Every year we produce over 350 million tons of new plastic.


More than 90% is recyclable...

...but less than 10% actually gets recycled.

This means that there is over 6 billion tons of plastic waste in the world right now, ready to be collected and recycled.

So even if we completely stopped producing plastic right now there is still a little bit we need to tidy up.
If left uncollected it remains in the food, water and air that we humans and almost every other living thing, in our ecosystem, are at risk of consuming and being polluted by it.
The Challenge: Reuse, Recycle, Revamp
We are working to dissolve the economic, technical and social barriers that prevent people from getting recycled plastic products into the world.
Our project is all about increasing accessibility to recycling equipment and hence enabling more people to recycle.
Why?
Recycling provides a solution to both:
1. Extracting raw plastic pollution from the environment by capturing and storing it in large pieces that are kept out of the ecosystem by human utilisation and are easy to manage at the end of their product life to ensure that they do not end up back in the ecosystem.
2. Providing an alternative to dependency on raw materials. Humans are always going to make things, by using recycled materials we reduce the extraction of raw material, such as wood, and its inherent burden on the environment.
Our solution, a recycled plastic skateboard deck (RPSD), is to provide the means to produce a fun, healthy and directly tangible reward for recycling that demonstrates both the aesthetic beauty and the mechanical strength of the material to its users and observers, with the aim of incentivising and catalysing plastic recycling.
A skateboard was also chosen because of its ease of manufacture. We want it to be as easy as possible for people to recycle, so we chose a simple product with no, ribs, undercuts or complex geometry and just one single solid body. This is our way of trying to dissolve any technical barriers, potential manufacturing defects and complications that would stand as obstacles in the production process.
Ease of access is why all of our research is, and always will be, open source. To reduce the barriers that IP restrictions, copyrights and patents place in front of designers and recyclers who want to start recycling. We want anyone, anywhere to be able to pick up our project with as little resistance as possible and start recycling plastic.
The process to build the mould itself has been designed to be as easy to replicate as possible without any specialist tooling, just things found in a standard metalworking workshop, a grinder, a pillar drill and a welding machine.
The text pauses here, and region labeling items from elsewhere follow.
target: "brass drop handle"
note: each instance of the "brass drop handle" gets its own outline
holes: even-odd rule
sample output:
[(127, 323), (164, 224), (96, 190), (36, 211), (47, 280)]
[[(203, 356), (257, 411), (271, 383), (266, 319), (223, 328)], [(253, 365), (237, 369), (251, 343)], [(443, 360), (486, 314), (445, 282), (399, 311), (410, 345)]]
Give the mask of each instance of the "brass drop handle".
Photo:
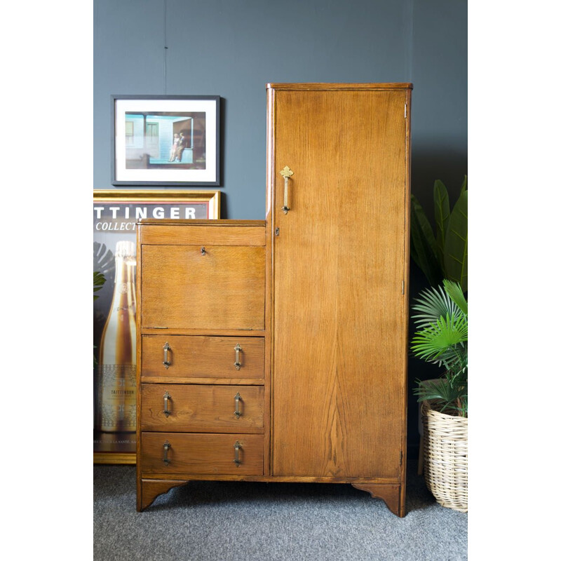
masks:
[(166, 440), (163, 443), (163, 458), (162, 458), (162, 461), (166, 465), (169, 466), (171, 460), (168, 457), (168, 450), (171, 448), (171, 445)]
[(236, 410), (234, 412), (234, 414), (239, 419), (241, 417), (241, 411), (240, 411), (240, 400), (241, 399), (241, 396), (240, 396), (240, 392), (238, 391), (234, 396), (234, 400), (236, 402)]
[(234, 348), (234, 350), (236, 351), (236, 362), (234, 363), (234, 365), (236, 367), (236, 370), (239, 370), (240, 368), (241, 368), (241, 363), (240, 362), (240, 351), (242, 350), (239, 343), (236, 345), (236, 346)]
[(236, 464), (236, 468), (239, 468), (241, 464), (240, 448), (241, 448), (241, 444), (240, 444), (239, 440), (236, 440), (236, 444), (234, 445), (234, 463)]
[(162, 363), (162, 364), (165, 367), (166, 370), (171, 365), (171, 363), (168, 360), (168, 351), (170, 349), (171, 347), (170, 346), (170, 344), (166, 341), (165, 344), (163, 346), (163, 363)]
[(280, 170), (280, 175), (285, 178), (285, 198), (283, 212), (287, 214), (290, 210), (290, 208), (288, 206), (288, 180), (291, 175), (294, 175), (294, 172), (288, 165), (285, 165)]
[(163, 394), (163, 414), (165, 417), (169, 417), (171, 414), (171, 411), (168, 408), (168, 400), (171, 398), (168, 392)]

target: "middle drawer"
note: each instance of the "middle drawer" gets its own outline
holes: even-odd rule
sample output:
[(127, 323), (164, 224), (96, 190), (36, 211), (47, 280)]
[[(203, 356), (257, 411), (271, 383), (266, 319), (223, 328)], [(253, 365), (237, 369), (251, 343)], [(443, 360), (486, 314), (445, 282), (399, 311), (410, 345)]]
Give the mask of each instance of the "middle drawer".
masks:
[(263, 337), (143, 335), (142, 376), (262, 379)]
[(262, 433), (262, 386), (142, 384), (142, 431)]

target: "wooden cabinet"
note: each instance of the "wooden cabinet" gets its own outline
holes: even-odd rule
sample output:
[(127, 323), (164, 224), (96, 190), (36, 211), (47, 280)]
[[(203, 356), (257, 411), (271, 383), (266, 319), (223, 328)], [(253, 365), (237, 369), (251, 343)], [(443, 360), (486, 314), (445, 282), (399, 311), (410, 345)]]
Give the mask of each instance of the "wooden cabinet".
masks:
[(141, 511), (189, 480), (269, 473), (270, 350), (264, 221), (142, 220), (137, 236)]
[(410, 84), (269, 84), (266, 221), (138, 227), (137, 508), (350, 483), (405, 515)]
[(409, 84), (271, 84), (271, 473), (405, 512)]

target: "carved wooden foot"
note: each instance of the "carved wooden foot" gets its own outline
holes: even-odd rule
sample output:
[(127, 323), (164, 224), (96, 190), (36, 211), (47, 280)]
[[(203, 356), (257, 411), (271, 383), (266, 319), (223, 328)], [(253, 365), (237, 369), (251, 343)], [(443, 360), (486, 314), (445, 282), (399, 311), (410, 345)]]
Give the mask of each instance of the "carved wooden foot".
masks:
[(405, 515), (405, 500), (401, 499), (401, 485), (391, 483), (351, 483), (353, 487), (366, 491), (374, 499), (381, 499), (396, 516)]
[(137, 511), (142, 512), (159, 495), (167, 493), (175, 487), (186, 485), (187, 483), (189, 481), (143, 479), (140, 482), (140, 492), (137, 492)]

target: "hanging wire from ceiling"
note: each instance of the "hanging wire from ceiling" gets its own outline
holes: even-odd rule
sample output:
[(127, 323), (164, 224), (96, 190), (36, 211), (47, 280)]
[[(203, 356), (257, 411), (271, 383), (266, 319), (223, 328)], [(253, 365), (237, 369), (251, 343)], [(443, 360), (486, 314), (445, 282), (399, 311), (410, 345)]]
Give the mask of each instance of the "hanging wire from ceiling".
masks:
[(168, 93), (168, 0), (163, 0), (163, 95)]

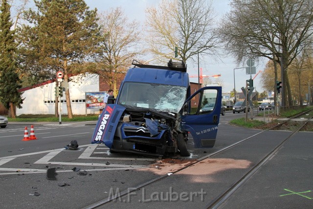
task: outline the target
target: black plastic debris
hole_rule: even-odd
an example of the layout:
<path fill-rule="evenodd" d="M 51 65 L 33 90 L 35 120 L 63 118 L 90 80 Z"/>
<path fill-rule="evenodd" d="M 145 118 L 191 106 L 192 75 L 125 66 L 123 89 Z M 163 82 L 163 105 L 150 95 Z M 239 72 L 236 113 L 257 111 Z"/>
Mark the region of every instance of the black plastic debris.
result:
<path fill-rule="evenodd" d="M 57 173 L 55 172 L 55 168 L 49 168 L 47 170 L 47 179 L 48 180 L 55 180 L 57 179 Z"/>
<path fill-rule="evenodd" d="M 76 150 L 77 149 L 77 148 L 78 148 L 78 143 L 77 143 L 77 141 L 76 140 L 72 140 L 69 144 L 67 144 L 64 147 L 66 149 Z"/>
<path fill-rule="evenodd" d="M 80 170 L 80 168 L 79 167 L 74 167 L 73 168 L 72 168 L 72 170 L 73 170 L 73 171 L 75 172 L 77 172 Z"/>
<path fill-rule="evenodd" d="M 59 184 L 58 186 L 70 186 L 70 185 L 69 185 L 68 184 L 67 184 L 67 183 L 63 183 L 63 184 Z"/>
<path fill-rule="evenodd" d="M 87 171 L 85 170 L 83 171 L 79 171 L 77 173 L 77 175 L 79 175 L 80 176 L 86 176 L 87 175 Z"/>

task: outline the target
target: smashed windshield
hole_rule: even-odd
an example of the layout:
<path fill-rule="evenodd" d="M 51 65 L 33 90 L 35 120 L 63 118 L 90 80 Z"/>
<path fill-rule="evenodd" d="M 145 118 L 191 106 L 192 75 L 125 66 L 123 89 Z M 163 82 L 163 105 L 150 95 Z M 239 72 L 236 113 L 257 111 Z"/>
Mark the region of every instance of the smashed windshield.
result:
<path fill-rule="evenodd" d="M 125 82 L 117 103 L 178 113 L 186 99 L 182 86 L 147 83 Z"/>

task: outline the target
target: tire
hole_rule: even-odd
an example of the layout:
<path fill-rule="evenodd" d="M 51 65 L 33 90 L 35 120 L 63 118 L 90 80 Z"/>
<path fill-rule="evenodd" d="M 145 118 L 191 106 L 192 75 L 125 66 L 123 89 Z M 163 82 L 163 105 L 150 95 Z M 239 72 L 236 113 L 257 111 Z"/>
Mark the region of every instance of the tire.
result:
<path fill-rule="evenodd" d="M 190 153 L 187 150 L 187 144 L 182 134 L 179 134 L 177 135 L 177 148 L 179 150 L 181 157 L 189 157 Z"/>

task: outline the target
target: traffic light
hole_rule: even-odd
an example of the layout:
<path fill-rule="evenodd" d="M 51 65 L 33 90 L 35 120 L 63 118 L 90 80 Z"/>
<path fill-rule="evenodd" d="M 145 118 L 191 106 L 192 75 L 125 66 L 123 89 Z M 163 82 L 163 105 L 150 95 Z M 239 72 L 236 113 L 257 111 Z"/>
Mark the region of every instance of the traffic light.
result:
<path fill-rule="evenodd" d="M 247 85 L 248 86 L 248 88 L 253 88 L 253 80 L 250 79 L 249 80 L 246 80 Z"/>
<path fill-rule="evenodd" d="M 62 86 L 59 87 L 59 95 L 61 97 L 63 96 L 63 87 Z"/>
<path fill-rule="evenodd" d="M 276 81 L 276 89 L 277 90 L 277 93 L 280 93 L 281 88 L 282 88 L 282 82 Z"/>
<path fill-rule="evenodd" d="M 54 90 L 54 95 L 55 96 L 59 96 L 59 87 L 56 86 L 54 87 L 54 89 L 55 89 L 55 90 Z"/>
<path fill-rule="evenodd" d="M 178 48 L 175 46 L 175 58 L 178 57 Z"/>

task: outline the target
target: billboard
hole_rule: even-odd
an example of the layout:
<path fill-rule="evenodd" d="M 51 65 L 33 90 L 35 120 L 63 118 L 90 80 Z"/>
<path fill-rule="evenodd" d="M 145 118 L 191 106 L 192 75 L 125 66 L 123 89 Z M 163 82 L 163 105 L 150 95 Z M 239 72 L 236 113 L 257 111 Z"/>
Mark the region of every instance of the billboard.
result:
<path fill-rule="evenodd" d="M 102 109 L 104 106 L 105 92 L 85 93 L 87 109 Z"/>

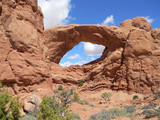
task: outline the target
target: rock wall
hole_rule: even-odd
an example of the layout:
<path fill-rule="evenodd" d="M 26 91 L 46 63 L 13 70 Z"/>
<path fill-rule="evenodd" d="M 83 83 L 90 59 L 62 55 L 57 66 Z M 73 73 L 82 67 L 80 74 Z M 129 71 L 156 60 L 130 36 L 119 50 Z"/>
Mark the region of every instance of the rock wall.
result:
<path fill-rule="evenodd" d="M 83 66 L 58 65 L 79 42 L 106 46 L 101 58 Z M 154 93 L 160 87 L 160 29 L 142 17 L 119 27 L 66 25 L 44 31 L 36 0 L 0 1 L 0 80 L 14 93 L 54 84 L 85 82 L 81 90 Z"/>

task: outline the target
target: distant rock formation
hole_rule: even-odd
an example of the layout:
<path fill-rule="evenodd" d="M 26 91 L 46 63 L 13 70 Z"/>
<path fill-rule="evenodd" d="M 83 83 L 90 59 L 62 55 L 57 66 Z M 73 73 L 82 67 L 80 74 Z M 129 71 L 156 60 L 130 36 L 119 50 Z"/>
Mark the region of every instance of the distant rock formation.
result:
<path fill-rule="evenodd" d="M 79 42 L 106 48 L 83 66 L 58 65 Z M 106 25 L 66 25 L 44 31 L 36 0 L 0 1 L 0 80 L 13 93 L 87 83 L 82 90 L 154 93 L 160 87 L 160 29 L 143 18 Z M 92 85 L 94 83 L 94 85 Z"/>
This is to prevent economic, infrastructure and skill-level barriers from standing in the way if people building our system.

The Mould
The most technically innovative and unique part of project RPSD is our open-source mould, which is used to form the skateboard decks.

Previously it did not exist, which means we can proudly say this is the first in the world of its kind to be released.

The mould consists of three CNC cut aluminium pieces that form the shape of the deck.
The mould is electronically heated, with cartridge heaters similar to those found in 3D printers, whilst molten plastic is injected into the mould using an extrusion machine.
It also features an adjustable height table, a quick-release handle and suspension for easy operation.
1. Thanks for the support! It motivates us to keep going!
2. The turnaround is 2 hours of work per deck, so you can make 4 in an 8 hour work day, and 32 in a normal work week, with one day for other tasks, (posting, cleaning, maintenance etc). We have tested this as a business model and it works :) (This is with one mould and one extruder), if you have two moulds per extruder theoretically you can make 6 + decks per day. As for the ROI, we have calculated an 8-year financial forecast for the project, we will share this in a project log very soon if you have any specific questions you can post them here or message us and we can answer them for you. Very cool to hear you are considering implementation!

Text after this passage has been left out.